ArchiveTeam / ArchiveBot

ArchiveBot, an IRC bot for archiving websites
http://www.archiveteam.org/index.php?title=ArchiveBot
MIT License
357 stars 71 forks source link

Implement a !pause/!resume command #162

Open wickedplayer494 opened 9 years ago

wickedplayer494 commented 9 years ago

Currently, if a person wants to effectively pause a job, they have to send in both a !delay command and a !con command to set a job to use say 1 worker with a 120s delay.

This could be made much more efficient by implementing a !pause command to complement the !yahoo command for the other end of the intensity scale. In the event of a site going down during a grab, with the pause command, the job could automatically be set to use 1 worker with a 120-180s delay (or something even higher or lower than 120-180s) if a user were to issue a !pause in IRC on a specific job.

When a site comes back up, a !resume command would also be handy. This would restore the settings that were used prior to the issuing of a !pause command, intended for use when it's known for sure ArchiveBot grabs aren't the reason why the site is going down.

hannahwhy commented 9 years ago

I'd like to reserve !resume as the counterpart to !suspend.

It would be nice if !pause didn't use the delay mechanism, but instead halted that job and kept that job listening for updates, so that e.g. an !unpause would take effect immediately.

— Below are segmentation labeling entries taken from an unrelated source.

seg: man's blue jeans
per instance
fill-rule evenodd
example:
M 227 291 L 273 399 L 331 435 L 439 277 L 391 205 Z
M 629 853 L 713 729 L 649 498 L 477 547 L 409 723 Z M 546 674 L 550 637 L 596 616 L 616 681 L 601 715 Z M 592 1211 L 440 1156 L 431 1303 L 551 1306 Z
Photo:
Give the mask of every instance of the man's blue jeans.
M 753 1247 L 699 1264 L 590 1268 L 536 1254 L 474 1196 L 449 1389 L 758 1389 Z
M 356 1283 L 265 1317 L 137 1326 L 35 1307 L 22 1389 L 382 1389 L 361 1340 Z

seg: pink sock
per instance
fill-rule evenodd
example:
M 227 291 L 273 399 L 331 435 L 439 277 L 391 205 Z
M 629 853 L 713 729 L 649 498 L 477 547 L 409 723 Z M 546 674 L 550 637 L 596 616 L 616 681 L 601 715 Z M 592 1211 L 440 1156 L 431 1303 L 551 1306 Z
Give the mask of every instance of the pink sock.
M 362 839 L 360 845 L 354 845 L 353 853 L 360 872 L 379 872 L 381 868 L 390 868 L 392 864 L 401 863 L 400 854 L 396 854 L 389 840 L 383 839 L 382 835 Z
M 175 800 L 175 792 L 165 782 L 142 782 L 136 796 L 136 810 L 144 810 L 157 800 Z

This also means that the concurrency and delay specs are never touched.

!delay and !con often do go hand-in-hand. Furthermore, the delay range is often not used. We could add !pause and combine !delay and !con into a single command:

!pause IDENT
!unpause IDENT
!speed IDENT 3  # concurrency 3, leave delay untouched
!speed IDENT 3 250   # concurrency 3, delay 250 ms
!speed IDENT 3 250 375  # concurrency 3, delay 250-375 ms

!delay and !con will remain around for as long as it takes for people to switch over.

Thoughts?

wickedplayer494 commented 9 years ago

A complete halt would be much better for sure. Also, good thinking on merging !delay and !con. I'd have no qualms, especially if !pause meant stop everything, but wait for any !unpause commands.

chfoo commented 9 years ago

Wpull supports setting the engine concurrency to 0. I don't remember why it wasn't allowed in the bot in the first place.

hannahwhy commented 9 years ago

https://github.com/ArchiveTeam/ArchiveBot/blob/master/pipeline/wpull_hooks.py#L163-L164 handles concurrency changes. With engine concurrency zero, would that hook ever fire again?

Concurrency zero is definitely one way to handle this, but I don't think ArchiveBot's hooks would be able to recover from that situation. AFAIK, we would have to move the settings management code to hook into the event loop in another way. (I'm not opposed to that.)

chfoo commented 9 years ago

I guess the Trollius event loop can be passed to the settings thread and then schedule the set_concurrent call on Trollius event loop.

Or don't do that and just make it busy wait in the hook.